I shook Joe Riddley. “Cricket’s gone off somewhere and Martha can’t find him.” He had on his pants and shoes and was clattering down the stairs before I got my hair combed.
I snatched up my pocketbook as he grabbed his cap. Those things are so much a part of us, our boys tease us that they’re going to bury Joe Riddley in his red Yarbrough’s cap and me with my pocketbook. I tell them to buy me a new one for the occasion.
“You look around downtown. I’ll swing out toward the nursery,” Joe Riddley ordered as we ran to our cars. We took off like we were part of a movie about a high-speed car chase. I beat him down the drive by a hair.
My heart was pounding as I clutched the steering wheel, frustrated I couldn’t soar over the trees looking for that precious small boy. In far less time than it takes to tell it, I’d pictured him hit by a truck on the highway, struck by a car in the Bi-Lo parking lot, and swept into a van and carried off to California. As I passed Spence’s pasture, I scanned it, but thank God, it was empty. The cattle pond is mighty tempting to small males. Just ask my two sons.
I was almost to the highway when I saw Cricket coming my way, pedaling his little bike with a lot of difficulty on the gravel. I screeched to a stop and jumped from my car. Joe Riddley skidded to a stop behind me.“You scared us all to death,” I stormed. “What on earth are you doing all the way down here? It’s over a mile. And how did you get across the highway?”

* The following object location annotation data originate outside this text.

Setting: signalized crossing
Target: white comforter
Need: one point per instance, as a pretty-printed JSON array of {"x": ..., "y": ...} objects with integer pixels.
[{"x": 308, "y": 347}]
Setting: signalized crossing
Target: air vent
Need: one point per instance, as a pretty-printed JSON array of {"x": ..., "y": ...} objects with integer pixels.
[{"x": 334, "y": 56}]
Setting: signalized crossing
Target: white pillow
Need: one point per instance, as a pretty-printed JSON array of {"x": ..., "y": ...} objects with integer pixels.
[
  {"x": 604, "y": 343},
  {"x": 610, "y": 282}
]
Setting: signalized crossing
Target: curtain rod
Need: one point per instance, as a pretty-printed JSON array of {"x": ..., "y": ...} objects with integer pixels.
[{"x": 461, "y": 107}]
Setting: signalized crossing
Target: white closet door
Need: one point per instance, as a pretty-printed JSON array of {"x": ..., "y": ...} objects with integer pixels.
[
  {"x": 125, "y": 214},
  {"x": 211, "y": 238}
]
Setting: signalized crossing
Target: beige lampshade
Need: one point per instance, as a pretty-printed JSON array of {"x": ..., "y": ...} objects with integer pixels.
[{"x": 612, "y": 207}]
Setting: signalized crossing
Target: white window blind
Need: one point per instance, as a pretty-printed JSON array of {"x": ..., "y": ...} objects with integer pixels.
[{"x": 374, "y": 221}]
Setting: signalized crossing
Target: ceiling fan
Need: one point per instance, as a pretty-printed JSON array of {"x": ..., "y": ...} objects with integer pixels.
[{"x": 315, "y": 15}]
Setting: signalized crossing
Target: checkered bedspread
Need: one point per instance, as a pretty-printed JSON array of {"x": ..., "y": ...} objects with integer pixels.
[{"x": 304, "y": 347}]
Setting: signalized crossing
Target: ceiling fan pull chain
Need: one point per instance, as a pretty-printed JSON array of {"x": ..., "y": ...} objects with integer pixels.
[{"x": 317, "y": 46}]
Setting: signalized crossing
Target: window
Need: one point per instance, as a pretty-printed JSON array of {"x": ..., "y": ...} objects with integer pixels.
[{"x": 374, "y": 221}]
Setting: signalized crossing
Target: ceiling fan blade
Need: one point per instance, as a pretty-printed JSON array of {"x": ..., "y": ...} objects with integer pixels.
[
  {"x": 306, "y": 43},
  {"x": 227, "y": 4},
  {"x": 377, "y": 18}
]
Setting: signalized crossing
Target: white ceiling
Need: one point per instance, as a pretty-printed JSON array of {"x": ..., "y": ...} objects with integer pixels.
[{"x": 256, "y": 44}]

His face was pink with exertion and sweat matted his hair, but his grin was proud. “I looked both ways and nobody was coming. It’s boring at our house,” he added.
“Not anymore it isn’t,” I told him grimly. “You scared the living daylights out of everybody. You can’t go riding off—”
“Easy, Little Bit.” Joe Riddley put a hand on my shoulder. “Taking a ride, son?”
“Coming to swim, actually.” That was a new word, and he was proud of it, too. “Mama and Daddy are sleeping,” he added, as casual as if he rode down every day.
“You aren’t allowed to swim without grown-ups,” his granddaddy reminded him. How on earth did that man stay so calm in times like this? It drives me crazy sometimes, but it’s one of the things I love about him and depend on.